29 de abril de 2011

Ante la beatificación de Juan Pablo II

Tomás Alfaro Drake

Hoy anticipo al viernes mi entrada del domingo, porque quiero hacer una entrada in memoriam Juan Pablo II, antes de su beatificación este domingo. Hago un post uniendo dos cosas que escribí poco despues de su muerte y una oración que escribió él cuando cumplió 65 años, que parece profética y que es enormemente consoladora ante la enfermedad incapacitante.

4-IV-2005

Me parece absurdo y pretencioso decir nada sobre Juan Pablo II, cuando tantas plumas y tantas personalidades han dicho tantas cosas de él. Lo que sí quiero expresar es la evolución de mi ánimo durante las horas siguientes a su muerte, porque me gustaría que eso permaneciese incluso después de que mi frágil memoria lo haya olvidado. Me permito, además, haceros partícipes de mis pensamientos porque la fe es algo público y todos nos podemos iluminar a todos con la pequeña luz de cada uno. Esta es la mía.

Estaba delante de la televisión cuando se dio la noticia. Llamé a mi familia y rezamos un Padrenuestro. Después me cayó como una losa encima. Guardo un recuerdo lejano del día en que murió mi padre cuando yo tenía 14 años. Guardo, en cambio, un nítido recuerdo de mi padre vivo, dos años antes de su muerte, llorando con lágrimas viendo en la televisión el entierro de Juan XXIII. En el momento de la muerte de Juan Pablo II se me vino esa imagen a la mente y tuve que hacer un verdadero esfuerzo para contener las lágrimas y el llanto abierto. Un absurdo pudor me impidió dar rienda suelta a mis sentimientos y tuve el dudoso éxito de ser capaz de contenerme. Pero puedo decir que, hasta donde pueda fiarme de mi recuerdo, me sentí más triste este sábado que el día de la muerte de mi padre, al que quería enormemente. Este sábado me he sentido invadido por un inmenso sentimiento de orfandad.

Blanca había recibido numerosos mensajes por el móvil diciendo que cuando muriese el Papa, fuéramos a rendirle un homenaje póstumo allí donde nos habíamos despedido de él, en la plaza de Colón. Efectivamente, allí estuve en la Misa que celebró por las canonizaciones en su última visita. Con el ánimo por los suelos fui a rendirle ese último homenaje y a rezar por él con los que allí se congregasen. Fui pronto, a eso de las 11 de la noche.

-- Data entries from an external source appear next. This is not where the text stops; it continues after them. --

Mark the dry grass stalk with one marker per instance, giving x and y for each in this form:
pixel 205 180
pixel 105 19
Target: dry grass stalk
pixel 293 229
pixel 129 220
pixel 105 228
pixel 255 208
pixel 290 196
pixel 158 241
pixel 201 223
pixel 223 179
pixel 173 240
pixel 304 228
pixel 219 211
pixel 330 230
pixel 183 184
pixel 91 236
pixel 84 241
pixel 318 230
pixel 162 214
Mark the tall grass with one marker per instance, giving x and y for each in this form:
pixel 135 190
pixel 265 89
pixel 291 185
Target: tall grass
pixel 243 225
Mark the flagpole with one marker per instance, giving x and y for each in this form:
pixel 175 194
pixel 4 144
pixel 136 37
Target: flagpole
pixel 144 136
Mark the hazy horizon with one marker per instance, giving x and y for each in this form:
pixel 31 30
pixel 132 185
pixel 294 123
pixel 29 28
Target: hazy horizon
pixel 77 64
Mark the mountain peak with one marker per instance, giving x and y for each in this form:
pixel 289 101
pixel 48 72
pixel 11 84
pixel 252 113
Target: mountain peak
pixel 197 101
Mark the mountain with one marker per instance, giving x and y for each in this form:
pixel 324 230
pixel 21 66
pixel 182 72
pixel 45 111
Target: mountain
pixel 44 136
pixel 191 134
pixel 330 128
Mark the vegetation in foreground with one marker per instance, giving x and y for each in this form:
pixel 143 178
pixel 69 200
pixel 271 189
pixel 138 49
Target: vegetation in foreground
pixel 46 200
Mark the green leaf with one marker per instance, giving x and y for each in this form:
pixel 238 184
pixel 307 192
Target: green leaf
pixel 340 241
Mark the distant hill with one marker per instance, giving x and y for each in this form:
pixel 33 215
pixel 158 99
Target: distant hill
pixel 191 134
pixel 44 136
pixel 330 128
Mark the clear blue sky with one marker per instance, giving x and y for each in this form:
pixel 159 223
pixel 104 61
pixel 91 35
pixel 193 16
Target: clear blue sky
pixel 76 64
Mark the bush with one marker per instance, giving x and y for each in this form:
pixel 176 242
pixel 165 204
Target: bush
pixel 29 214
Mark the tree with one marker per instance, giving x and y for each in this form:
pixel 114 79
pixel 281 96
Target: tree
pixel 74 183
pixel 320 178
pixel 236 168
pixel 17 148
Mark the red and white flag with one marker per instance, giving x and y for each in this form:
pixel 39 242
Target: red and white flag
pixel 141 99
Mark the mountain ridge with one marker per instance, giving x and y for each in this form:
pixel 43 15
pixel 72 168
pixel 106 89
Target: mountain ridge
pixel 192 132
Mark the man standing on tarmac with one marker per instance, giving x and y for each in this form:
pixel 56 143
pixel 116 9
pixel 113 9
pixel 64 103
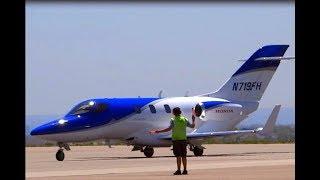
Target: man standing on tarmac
pixel 178 125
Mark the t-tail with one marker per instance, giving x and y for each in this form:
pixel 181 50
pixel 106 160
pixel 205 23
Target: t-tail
pixel 250 81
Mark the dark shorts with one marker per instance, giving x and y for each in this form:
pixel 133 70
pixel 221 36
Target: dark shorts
pixel 180 148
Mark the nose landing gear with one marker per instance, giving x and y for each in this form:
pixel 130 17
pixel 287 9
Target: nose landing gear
pixel 148 151
pixel 60 153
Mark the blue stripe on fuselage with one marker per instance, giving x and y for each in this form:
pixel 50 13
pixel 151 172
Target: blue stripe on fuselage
pixel 213 104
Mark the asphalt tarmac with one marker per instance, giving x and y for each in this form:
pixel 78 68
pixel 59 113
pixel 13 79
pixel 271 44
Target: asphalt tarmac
pixel 220 161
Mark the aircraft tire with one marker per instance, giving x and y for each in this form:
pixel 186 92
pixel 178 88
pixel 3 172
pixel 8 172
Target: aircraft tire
pixel 197 151
pixel 148 151
pixel 60 155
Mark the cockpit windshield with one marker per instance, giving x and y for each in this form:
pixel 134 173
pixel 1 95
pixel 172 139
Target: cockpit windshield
pixel 88 106
pixel 82 108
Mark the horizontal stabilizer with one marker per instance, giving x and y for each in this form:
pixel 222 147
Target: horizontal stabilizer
pixel 268 127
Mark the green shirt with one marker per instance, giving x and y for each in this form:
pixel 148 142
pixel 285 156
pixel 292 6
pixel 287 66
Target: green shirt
pixel 179 125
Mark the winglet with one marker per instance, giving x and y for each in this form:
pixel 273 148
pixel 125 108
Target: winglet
pixel 268 127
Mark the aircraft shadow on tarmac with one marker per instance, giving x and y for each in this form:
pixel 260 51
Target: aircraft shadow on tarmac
pixel 171 156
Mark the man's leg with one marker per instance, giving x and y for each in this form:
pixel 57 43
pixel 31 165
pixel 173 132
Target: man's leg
pixel 179 163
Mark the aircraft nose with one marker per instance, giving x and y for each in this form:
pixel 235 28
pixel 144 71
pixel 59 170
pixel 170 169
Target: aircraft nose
pixel 37 131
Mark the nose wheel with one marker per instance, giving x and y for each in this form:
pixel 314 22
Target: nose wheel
pixel 60 155
pixel 148 151
pixel 197 151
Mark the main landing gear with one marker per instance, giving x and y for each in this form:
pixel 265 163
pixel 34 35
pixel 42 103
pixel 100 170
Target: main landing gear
pixel 148 151
pixel 60 153
pixel 197 150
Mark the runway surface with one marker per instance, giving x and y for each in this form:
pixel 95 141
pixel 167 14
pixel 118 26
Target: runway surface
pixel 220 161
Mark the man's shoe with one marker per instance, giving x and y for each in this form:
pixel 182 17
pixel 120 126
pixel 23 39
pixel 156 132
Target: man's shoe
pixel 178 172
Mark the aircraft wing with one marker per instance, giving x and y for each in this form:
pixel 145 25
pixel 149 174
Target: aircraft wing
pixel 266 130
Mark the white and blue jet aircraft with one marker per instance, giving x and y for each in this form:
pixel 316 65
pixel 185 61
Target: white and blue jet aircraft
pixel 130 119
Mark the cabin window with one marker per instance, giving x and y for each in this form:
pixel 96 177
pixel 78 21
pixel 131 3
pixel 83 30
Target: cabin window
pixel 152 109
pixel 100 108
pixel 167 108
pixel 137 110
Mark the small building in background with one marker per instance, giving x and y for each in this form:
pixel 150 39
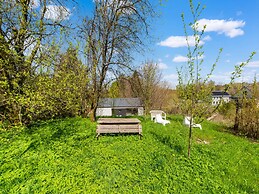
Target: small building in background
pixel 119 107
pixel 218 95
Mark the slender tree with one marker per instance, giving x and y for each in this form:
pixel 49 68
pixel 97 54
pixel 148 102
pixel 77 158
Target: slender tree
pixel 194 90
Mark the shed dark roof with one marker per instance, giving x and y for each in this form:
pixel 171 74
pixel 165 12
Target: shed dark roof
pixel 119 102
pixel 220 93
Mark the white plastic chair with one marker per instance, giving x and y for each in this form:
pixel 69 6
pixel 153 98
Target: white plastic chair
pixel 187 123
pixel 159 119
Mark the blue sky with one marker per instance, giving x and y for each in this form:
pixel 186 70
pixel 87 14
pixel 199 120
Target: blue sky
pixel 231 24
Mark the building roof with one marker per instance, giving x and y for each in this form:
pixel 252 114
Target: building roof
pixel 119 103
pixel 220 93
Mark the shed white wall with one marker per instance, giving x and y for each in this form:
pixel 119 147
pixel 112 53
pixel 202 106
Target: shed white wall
pixel 103 112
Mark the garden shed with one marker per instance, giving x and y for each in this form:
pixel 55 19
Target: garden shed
pixel 119 107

La espontaneidad se traduce a veces en desorganización. Allí, en Colón, había muchas personas, reunidas en pequeños corros, cada uno centrado en su oración. Las oraciones se mezclaban a veces entre ellas y con gritos de ¡Viva el Papa! o ¡Juan Pablo II te quiere todo el mundo! A decir verdad, yo no me encontraba con ánimos de gritar, ni siquiera vivas al Papa. Hasta me molestaron un poco los gritos. Me acerqué a un grupo de chicos muy jóvenes –debían ser todavía colegiales– que estaban rezando el Rosario, de rodillas, en círculo alrededor de una cruz que habían hecho en el suelo con cirios. Estaban terminando de rezarlo. Cuando acabaron, uno de ellos, un poco mayor que los demás, siempre de rodillas, tomo la palabra y, con un entusiasmo contagioso les dijo algo así como:

“Acordaros de lo que nos decía: ‘¡No tengáis miedo!’ ‘¡Abrid de par en par las puertas a Cristo!’ En este momento nos lo sigue diciendo desde el cielo. Ofrecedle vuestros estudios. Él quería que los cristianos fuésemos gente muy preparada para poder dar un testimonio mejor. Y, al próximo Papa vamos a quererle tanto como a este. Es el Espíritu Santo el que lo va a elegir”.

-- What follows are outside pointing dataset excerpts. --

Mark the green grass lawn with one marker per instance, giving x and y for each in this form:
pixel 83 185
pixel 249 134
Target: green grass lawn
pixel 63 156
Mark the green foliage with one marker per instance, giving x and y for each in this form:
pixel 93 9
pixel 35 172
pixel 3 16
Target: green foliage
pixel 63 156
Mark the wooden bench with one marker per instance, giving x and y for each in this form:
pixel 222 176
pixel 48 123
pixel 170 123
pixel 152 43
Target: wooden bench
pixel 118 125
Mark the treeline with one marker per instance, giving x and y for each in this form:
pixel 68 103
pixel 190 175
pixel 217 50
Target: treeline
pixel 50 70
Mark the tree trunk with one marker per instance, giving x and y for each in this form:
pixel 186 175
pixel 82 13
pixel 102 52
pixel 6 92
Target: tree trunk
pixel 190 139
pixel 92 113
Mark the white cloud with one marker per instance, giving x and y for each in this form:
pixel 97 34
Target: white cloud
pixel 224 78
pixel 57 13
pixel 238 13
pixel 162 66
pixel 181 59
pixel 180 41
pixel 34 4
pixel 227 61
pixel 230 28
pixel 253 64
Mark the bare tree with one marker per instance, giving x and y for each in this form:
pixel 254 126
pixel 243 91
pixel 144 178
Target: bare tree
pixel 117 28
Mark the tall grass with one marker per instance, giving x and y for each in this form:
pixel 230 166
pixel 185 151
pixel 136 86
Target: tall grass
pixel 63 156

Toma del frasco... Primer aldabonazo. Cuando se levantaron, les pregunté si pertenecían a algún grupo, movimiento, colegio, parroquia o algo. El que les había dicho la frase me contestó:

“No. Somos un grupo de amigos, católicos, comprometidos con nuestra fe, que nos hemos hecho más amigos y hemos crecido en número gracias a Juan Pablo II. Somos la semilla de Juan Pablo II”.

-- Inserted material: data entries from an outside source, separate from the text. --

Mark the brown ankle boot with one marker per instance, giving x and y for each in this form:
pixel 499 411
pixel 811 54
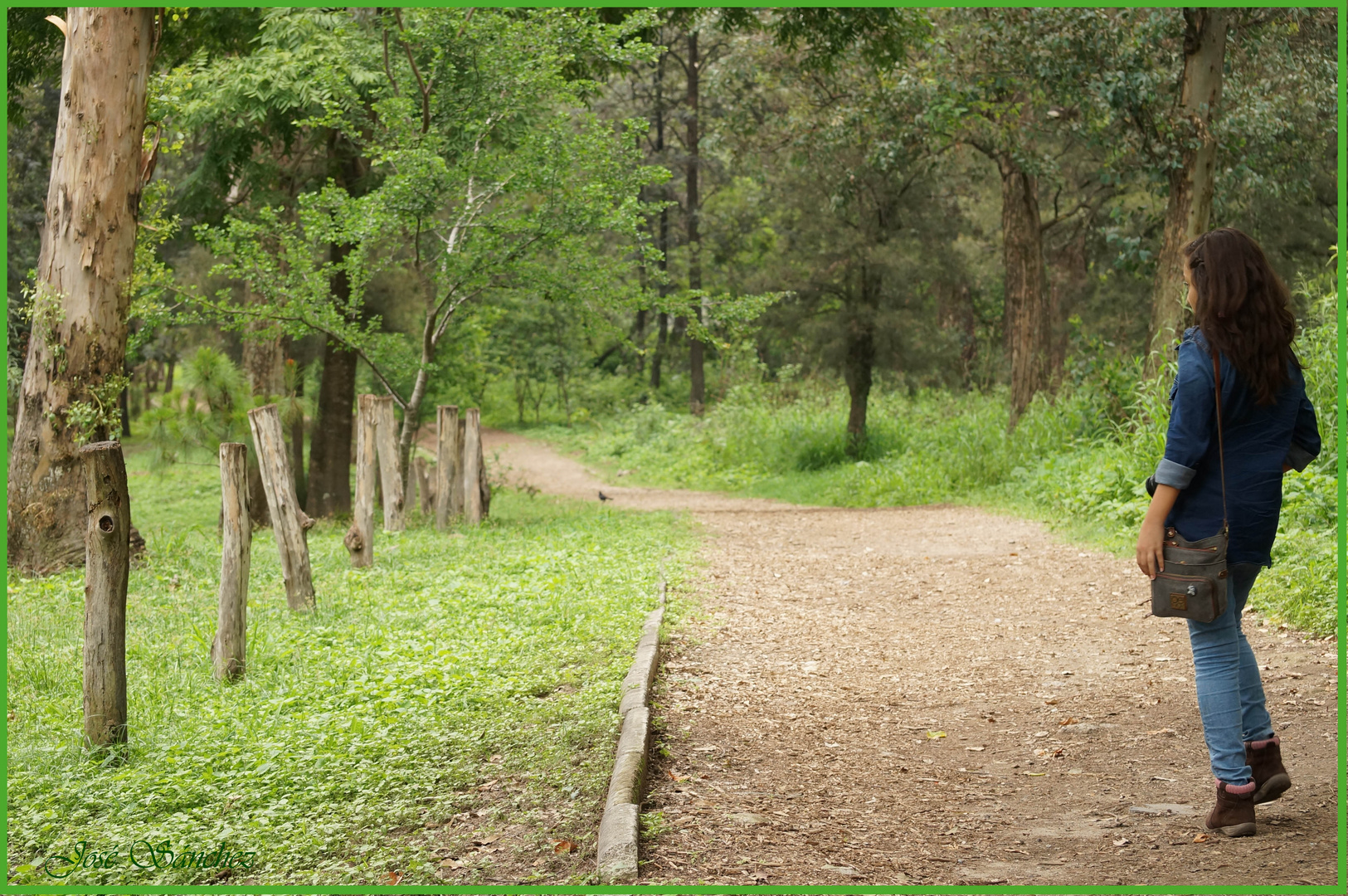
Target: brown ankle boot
pixel 1234 814
pixel 1265 760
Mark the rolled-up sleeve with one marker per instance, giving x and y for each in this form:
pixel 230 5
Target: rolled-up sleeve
pixel 1192 411
pixel 1305 437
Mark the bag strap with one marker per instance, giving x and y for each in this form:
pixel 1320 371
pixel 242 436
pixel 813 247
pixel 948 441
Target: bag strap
pixel 1222 453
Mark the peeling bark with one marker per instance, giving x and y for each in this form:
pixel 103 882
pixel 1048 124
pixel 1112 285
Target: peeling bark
pixel 88 247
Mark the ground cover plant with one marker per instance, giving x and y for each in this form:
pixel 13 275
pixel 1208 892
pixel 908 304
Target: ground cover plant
pixel 1078 460
pixel 489 656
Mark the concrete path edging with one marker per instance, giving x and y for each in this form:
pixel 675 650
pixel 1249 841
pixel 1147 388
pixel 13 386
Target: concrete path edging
pixel 619 830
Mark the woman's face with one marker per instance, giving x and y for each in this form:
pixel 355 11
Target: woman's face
pixel 1193 293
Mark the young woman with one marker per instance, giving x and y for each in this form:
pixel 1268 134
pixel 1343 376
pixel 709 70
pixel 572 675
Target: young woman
pixel 1268 427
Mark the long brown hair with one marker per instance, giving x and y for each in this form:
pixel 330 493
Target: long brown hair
pixel 1243 309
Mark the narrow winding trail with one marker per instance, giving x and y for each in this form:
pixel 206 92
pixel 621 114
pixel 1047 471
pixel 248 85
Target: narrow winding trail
pixel 942 695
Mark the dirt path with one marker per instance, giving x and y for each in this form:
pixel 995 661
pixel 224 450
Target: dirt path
pixel 942 695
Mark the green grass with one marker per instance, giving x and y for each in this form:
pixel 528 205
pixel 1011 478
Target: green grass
pixel 1076 461
pixel 356 723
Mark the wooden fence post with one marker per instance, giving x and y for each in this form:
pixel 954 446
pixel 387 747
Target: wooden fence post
pixel 289 523
pixel 456 494
pixel 390 475
pixel 360 537
pixel 230 648
pixel 472 469
pixel 107 567
pixel 446 436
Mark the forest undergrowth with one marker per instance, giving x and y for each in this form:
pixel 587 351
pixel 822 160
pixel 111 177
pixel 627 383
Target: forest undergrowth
pixel 474 671
pixel 1076 460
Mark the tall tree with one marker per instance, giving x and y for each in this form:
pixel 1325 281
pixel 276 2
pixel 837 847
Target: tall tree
pixel 73 373
pixel 260 144
pixel 484 186
pixel 1193 175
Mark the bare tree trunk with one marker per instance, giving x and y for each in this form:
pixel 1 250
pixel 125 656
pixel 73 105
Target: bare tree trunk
pixel 289 523
pixel 662 326
pixel 390 472
pixel 457 503
pixel 79 343
pixel 421 477
pixel 329 448
pixel 107 566
pixel 263 362
pixel 1190 205
pixel 697 382
pixel 360 537
pixel 446 461
pixel 957 314
pixel 1068 276
pixel 860 362
pixel 230 648
pixel 1026 304
pixel 472 469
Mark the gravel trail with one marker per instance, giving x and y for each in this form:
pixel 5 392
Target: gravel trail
pixel 944 695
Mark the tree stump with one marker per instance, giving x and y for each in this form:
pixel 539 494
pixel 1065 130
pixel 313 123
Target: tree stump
pixel 472 468
pixel 289 523
pixel 390 472
pixel 228 651
pixel 107 567
pixel 446 461
pixel 360 537
pixel 456 489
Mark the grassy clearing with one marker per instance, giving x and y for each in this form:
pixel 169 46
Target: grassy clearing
pixel 489 655
pixel 1078 462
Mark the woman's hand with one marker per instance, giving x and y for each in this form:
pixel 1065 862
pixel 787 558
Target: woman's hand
pixel 1151 558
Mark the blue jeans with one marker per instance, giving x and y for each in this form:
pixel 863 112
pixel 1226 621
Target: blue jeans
pixel 1231 699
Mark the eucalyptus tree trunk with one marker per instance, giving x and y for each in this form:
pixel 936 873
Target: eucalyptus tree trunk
pixel 859 362
pixel 1026 319
pixel 1190 205
pixel 263 365
pixel 79 345
pixel 330 444
pixel 329 448
pixel 697 382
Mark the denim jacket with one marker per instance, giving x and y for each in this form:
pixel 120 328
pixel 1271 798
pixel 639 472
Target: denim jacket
pixel 1259 440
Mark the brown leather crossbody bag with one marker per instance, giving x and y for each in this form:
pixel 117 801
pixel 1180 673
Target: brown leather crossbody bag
pixel 1193 584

Más del frasco... Segundo aldabonazo. En ese momento fue cuando empecé a sentir que algo como un viento del Espíritu se movía por Colón. A medida que pasaba el tiempo entre oraciones, gente que traía megáfonos y gritos de vivas al Papa que cada vez me molestaban menos, la plaza se iba llenando. En un momento, me decidí a dar una vuelta por entre la gente. Por todas partes había distintos grupos con distintas iniciativas. Rosarios, meditaciones improvisadas, cantos de diversa índole, todos religiosos. De repente, me encontré con un grupo de Kikos. Algunos de ellos, con guitarras y percusión en el centro cantaban y marcaban un ritmo entre hebreo y africano a otros que bailaban en círculos concéntricos que giraban cada uno en dirección contraria a los adyacentes. Se respiraba alegría en su danza y su canto. Tengo que reconocer que me produjo un cierto escándalo verlos aparentemente ajenos a la muerte del Papa. Mientras los miraba con escepticismo, se acercó una cámara de televisión con su foco y Almudena Ariza micrófono en mano. Enfocaron a una chica de unos 25 años que estaba bailando y Almudena Ariza le dijo:

No entendemos nada, se supone que deberíais estar tristes. Se ha muerto el Papa.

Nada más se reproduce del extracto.